Washington Tornado Victim Takes Field With CornBelters

Washington Tornado Victim Takes Field With CornBelters

NORMAL - It's been a long time since Rodney Johnson took the field as a player.
NORMAL - It's been a long time since Rodney Johnson took the field as a player.

"Competitively? Probably 21 years ago,” said Johnson.

In November, playing a game was the furthest thing from his mind, Johnson lost his home when a tornado ripped through Washington.

"It was probably the scariest day I've ever lived,” he recalled.

But as the family surveyed the damage, giving up wasn't an option.

"It may have taken our house down, but it didn't break our spirits,” said Johnson.

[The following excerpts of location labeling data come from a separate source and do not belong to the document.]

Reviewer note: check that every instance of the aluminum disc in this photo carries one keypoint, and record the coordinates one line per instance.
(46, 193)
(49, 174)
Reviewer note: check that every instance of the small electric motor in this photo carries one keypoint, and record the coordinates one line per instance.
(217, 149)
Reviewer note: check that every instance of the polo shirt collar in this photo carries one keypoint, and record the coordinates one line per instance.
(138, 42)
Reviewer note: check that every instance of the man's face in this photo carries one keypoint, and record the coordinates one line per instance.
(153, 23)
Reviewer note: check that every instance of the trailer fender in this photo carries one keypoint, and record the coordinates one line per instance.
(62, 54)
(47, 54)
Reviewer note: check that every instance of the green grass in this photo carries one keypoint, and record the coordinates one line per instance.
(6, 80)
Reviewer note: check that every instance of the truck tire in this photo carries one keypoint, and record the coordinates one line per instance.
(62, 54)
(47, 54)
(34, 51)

Faced with the giant rebuild, Johnson took a night out to attend the CornBelters Hot Stove Banquet There, Johnson won the chance to be a player for a day.

"My first goal was don't get hurt,” he said, laughing.

And after 21 years, Johnson finally made his professional debut, fulfilling a childhood dream for his family and more.

"I coach little guys, and every day on the baseball field is a day you can make a kid happy,” said Johnson.

After facing the disaster, standing in the batter's box against a pro didn't seem too bad.

“I assumed I was just going to get fastballs. They see the old guy up there and they're just going to throw fastballs, and I'm thinking okay, three pitches, three chances to hit it,” said Johnson.

And though his at-bat ended in a ground out to second, this little league coach now can share why this became his field of dreams, renewed.

Johnson has been living in a rental house in Washington as his home gets rebuilt. He's hoping to move back in by August or September.